GitHub - boj/opty: An LLM code exploration token optimizer that runs in a Hyperdimensional Compute MCP server

A code intelligence tool built with Hyperdimensional Computing (HDC). It indexes function signatures, type definitions, and imports from your codebase and provides semantic search, cross-file references, impact analysis, change detection, and functional clustering — all locally, with no network calls or GPU.

Examples

Quick start — one-shot query (no daemon):

$ opty oneshot "authentication error handling" --dir ~/projects/myapp
# indexed 1,247 units across 89 files
functions[5]{name,signature,file,line}:
handleAuthError,pub fn handleAuthError(err: AuthError) !Response {,src/auth.zig,156
validateTokenOrFail,fn validateTokenOrFail(token: []const u8) !User {,src/auth.zig,203
logAuthFailure,fn logAuthFailure(reason: []const u8, ip: []const u8) void {,src/logging.zig,78

Start daemon for instant queries:

$ opty daemon ~/projects/myapp &
opty daemon on http://127.0.0.1:7390

$ opty query "HTTP route handlers"
functions[8]{name,signature,file,line}:
handleGetUser,pub fn handleGetUser(req: *Request, res: *Response) !void {,src/routes/users.zig,12
handleCreatePost,pub fn handleCreatePost(req: *Request, res: *Response) !void {,src/routes/posts.zig,45
handleLogin,pub fn handleLogin(req: *Request, res: *Response) !void {,src/routes/auth.zig,23
...

$ opty query "database connection pooling"
functions[3]{name,signature,file,line}:
initPool,pub fn initPool(alloc: Allocator, config: PoolConfig) !Pool {,src/db/pool.zig,34
acquireConnection,pub fn acquireConnection(pool: *Pool) !*Connection {,src/db/pool.zig,67
releaseConnection,pub fn releaseConnection(pool: *Pool, conn: *Connection) void {,src/db/pool.zig,89

Global daemon — works across all projects:

$ opty global --port 7390 &

$ cd ~/projects/api-server
$ opty query "error types"        # auto-indexes api-server

$ cd ~/projects/frontend
$ opty query "React components"   # auto-indexes frontend

$ opty status
Project: /home/you/projects/api-server
  Files: 142  Units: 2,891  Memory: 3.6 MB
Project: /home/you/projects/frontend  
  Files: 203  Units: 4,127  Memory: 5.1 MB

Semantic search finds code by concept, not exact names:

# Find authentication logic without knowing function names
$ opty query "user login session management"
→ handleLogin, createSession, validateSession, refreshToken

# Discover error handling patterns
$ opty query "handle failures and errors"  
→ handleError, tryParseOrFail, logFailure, unwrapOrDefault

# Explore data structures
$ opty query "user data models"
→ User struct, UserProfile struct, UserSettings struct

When to use opty vs grep

opty and grep solve different problems. Use the right tool for the job:

Scenario	opty	grep
"How does indexing work?"	✅ Returns `scanAndIndex`, `IgnoreFilter`, `watchLoop`	❌ What would you grep for?
Find all uses of `alloc.free`	❌ Too syntactic	✅ `grep "alloc.free"`
"What types exist?"	✅ `opty_ast` gives every type with nesting	⚠️ `grep "pub const.*struct"` is brittle
Find where port 7390 is set	❌ HDC doesn't index literals	✅ `grep "7390"`
"What's the HTTP API surface?"	✅ Returns route handlers semantically	⚠️ `grep "router\."` works but misses context
Rename a variable	❌ Wrong tool entirely	✅ grep to find, edit to replace

Rule of thumb: opty for understanding, grep for locating, view for reading, edit for changing.

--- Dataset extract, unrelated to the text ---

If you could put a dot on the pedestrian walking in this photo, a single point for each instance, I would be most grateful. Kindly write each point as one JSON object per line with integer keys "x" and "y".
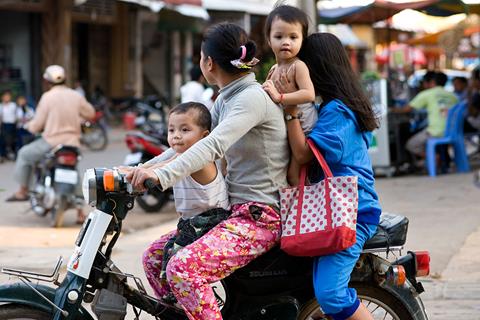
{"x": 25, "y": 113}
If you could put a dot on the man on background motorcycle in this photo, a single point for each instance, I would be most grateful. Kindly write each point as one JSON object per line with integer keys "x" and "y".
{"x": 58, "y": 116}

opty answers conceptual questions — "what handles authentication?", "show me the error handling patterns", "what's the project structure?" — where you don't know the exact symbol names. It returns results across multiple files from a single natural language query.
grep finds exact text — specific strings, regex patterns, symbol references, configuration values. It's the right tool when you know what you're looking for.
opty_ast gives the full structural skeleton of a project or file (all functions, types, imports, fields, variables with nesting depth) in one call — useful for orientation before diving into code.

In practice, opty queries use 88-93% fewer tokens than reading equivalent source files, making it especially useful when feeding context to an LLM.

What it does

opty extracts code unit skeletons — function signatures, type/struct definitions, and import declarations — from source files. It encodes each one into a 10,000-bit binary hypervector, then uses hybrid search (HDC + BM25 via reciprocal rank fusion) to match natural language queries against them.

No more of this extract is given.